Different Teaching Methods – Which One is the Best?

Different Teaching Methods – Which One is the Best?

Teaching students is a job with lots of responsibility which some teachers are familiar with and they do not shy away from it. Finding the best approach for your classrooms is a great way of preparing for the classes and having backup plans in case things go wrong. 

But, not every classroom will react the same to the same teaching method. Some people like a teacher with lots of authority who can restrain them while others enjoy a teacher that can help them ask more questions and thus think critically. Here are some of the best teaching methods that you can apply to your classes.

Teaching Through Inquiry

Anything inquiry-based is a student-centric way of teaching and learning, which encourages students to ask questions and ponder about a subject, while also having dialogues and debates. This way of teaching is great when students can perform experiments, make projects, investigations and anything that requires research. The teacher serves as a guide or as a shove in the right direction should they get stuck anywhere. Not all students can take action into their own hands, however, and they require a firmer guide.

Authoritative Approach

When faced with students who do not want to take action, it is often because they fear failure and they do not want to feel the shame of failing. This is where the teacher can step in and become an instruction, imparting their knowledge on the students. Students would then have knowledge with which they could work and make further progress. Authoritative approaches do not need to be rigid nor strict, as one would have expected to see in the 19th century, but rather flexible, firm and emphatic.

Constructivism

This way of learning is through experience. It is considered that people learn best through actions, or rather, while doing active learning. This is where constructivism can shine.

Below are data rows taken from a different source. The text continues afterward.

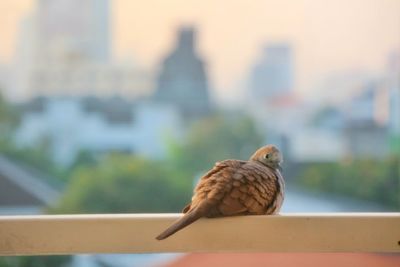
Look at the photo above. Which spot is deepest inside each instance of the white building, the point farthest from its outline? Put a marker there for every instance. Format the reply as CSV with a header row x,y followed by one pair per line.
x,y
71,126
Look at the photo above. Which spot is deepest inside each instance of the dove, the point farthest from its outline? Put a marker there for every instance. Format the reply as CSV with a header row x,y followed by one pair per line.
x,y
236,187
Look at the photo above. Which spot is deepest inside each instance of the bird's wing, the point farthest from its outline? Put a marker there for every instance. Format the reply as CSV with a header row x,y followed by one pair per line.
x,y
214,185
254,189
211,189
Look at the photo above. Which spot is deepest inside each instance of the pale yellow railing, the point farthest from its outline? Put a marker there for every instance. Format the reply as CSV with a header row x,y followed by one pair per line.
x,y
135,233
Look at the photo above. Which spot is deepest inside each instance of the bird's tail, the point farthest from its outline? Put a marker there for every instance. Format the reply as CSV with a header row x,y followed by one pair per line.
x,y
187,219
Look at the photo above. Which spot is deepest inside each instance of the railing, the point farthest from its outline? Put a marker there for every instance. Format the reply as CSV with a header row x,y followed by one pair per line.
x,y
135,233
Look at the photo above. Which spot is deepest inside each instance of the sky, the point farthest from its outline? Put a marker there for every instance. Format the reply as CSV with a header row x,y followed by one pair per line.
x,y
328,36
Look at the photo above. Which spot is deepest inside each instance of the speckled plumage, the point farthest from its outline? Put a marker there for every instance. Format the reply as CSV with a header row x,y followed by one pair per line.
x,y
235,187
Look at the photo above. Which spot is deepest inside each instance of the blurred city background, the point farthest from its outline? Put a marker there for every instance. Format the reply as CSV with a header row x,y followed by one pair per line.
x,y
118,106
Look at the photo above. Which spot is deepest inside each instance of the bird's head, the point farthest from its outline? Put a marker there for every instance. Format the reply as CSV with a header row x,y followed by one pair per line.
x,y
268,155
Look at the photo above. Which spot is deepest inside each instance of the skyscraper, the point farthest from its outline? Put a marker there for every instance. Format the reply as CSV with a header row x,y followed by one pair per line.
x,y
273,74
182,80
73,29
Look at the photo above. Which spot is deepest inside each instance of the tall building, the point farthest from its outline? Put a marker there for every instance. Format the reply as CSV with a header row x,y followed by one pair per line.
x,y
73,29
182,80
273,74
64,49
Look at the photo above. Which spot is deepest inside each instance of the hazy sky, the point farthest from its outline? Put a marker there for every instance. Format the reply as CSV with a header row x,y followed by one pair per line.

This is a broad theory that has spawned many specific ways of student-centred learning. This means that you as a teacher should entice your students to learn while also doing projects and tasks which can make them use the knowledge in real life, thus making it simpler to understand. Whenever you can apply something practically, things become much easier to understand and memorize.

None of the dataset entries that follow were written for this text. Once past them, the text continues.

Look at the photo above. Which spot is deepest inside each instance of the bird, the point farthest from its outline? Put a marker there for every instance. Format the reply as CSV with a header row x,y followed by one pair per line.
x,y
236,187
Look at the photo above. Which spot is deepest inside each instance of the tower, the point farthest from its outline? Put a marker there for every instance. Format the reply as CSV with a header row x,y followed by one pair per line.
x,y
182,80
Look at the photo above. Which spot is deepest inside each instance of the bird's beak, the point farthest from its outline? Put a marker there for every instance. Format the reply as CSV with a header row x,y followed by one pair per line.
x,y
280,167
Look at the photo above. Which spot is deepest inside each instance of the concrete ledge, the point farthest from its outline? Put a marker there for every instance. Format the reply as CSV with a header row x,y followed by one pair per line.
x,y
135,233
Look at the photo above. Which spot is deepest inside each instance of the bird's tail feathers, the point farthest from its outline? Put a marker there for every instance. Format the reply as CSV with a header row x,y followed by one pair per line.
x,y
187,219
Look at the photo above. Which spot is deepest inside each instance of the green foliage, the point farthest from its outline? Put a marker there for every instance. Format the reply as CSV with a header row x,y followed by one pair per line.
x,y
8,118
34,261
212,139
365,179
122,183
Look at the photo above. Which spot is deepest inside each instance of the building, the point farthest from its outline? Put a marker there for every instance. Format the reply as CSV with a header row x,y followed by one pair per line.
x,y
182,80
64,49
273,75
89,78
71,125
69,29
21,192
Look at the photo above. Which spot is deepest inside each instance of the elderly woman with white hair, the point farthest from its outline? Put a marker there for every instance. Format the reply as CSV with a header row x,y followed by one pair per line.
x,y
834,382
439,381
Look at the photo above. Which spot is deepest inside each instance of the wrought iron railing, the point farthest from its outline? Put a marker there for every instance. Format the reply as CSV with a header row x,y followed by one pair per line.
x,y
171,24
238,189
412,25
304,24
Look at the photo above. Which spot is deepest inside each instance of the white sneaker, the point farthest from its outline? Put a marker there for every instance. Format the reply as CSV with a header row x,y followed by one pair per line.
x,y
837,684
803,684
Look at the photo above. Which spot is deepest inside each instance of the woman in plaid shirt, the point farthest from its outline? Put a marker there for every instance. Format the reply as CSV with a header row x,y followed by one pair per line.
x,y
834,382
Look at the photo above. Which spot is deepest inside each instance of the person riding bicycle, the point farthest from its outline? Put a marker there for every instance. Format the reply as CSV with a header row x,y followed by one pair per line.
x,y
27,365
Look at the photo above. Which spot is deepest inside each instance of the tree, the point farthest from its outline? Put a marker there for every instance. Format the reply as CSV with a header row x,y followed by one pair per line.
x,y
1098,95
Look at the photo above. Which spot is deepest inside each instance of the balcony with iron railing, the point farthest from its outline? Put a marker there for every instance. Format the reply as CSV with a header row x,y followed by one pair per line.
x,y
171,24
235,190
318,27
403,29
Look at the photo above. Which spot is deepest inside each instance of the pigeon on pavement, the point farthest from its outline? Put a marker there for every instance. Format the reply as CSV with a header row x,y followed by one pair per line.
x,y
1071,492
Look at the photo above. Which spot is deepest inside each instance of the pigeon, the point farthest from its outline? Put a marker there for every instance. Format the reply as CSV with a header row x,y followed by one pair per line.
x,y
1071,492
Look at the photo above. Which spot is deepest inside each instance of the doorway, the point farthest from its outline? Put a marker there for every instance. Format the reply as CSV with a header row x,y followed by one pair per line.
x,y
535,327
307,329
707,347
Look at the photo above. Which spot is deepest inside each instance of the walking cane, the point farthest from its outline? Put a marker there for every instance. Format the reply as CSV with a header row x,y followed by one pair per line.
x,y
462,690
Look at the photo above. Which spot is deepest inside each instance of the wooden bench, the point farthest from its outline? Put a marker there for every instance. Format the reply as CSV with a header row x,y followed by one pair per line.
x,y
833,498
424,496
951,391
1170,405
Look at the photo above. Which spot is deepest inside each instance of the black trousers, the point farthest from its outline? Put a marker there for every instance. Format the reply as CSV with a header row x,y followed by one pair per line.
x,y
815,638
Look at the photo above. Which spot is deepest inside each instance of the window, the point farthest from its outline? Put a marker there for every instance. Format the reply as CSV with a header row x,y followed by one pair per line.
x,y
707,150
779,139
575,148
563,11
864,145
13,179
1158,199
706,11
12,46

Differentiated Instruction

This is something that every teacher should apply to almost every class. Every student is an individual and they are about as different as they can be. With that, not every student should perform tasks in the same way, nor could they. Some excel at very active tasks while others are better when they have a smaller role and responsibility. Some do better work when researching while others are great when put in a leadership position.

Assign different tasks to different students and you will likely get a much better result than if everybody was to do the same task.

Teaching methods vary and none of them are the best for every single situation. Depending on the class, the mood of the students, as well as the teacher, the best teaching method will frequently change. These teaching methods should work for most classes.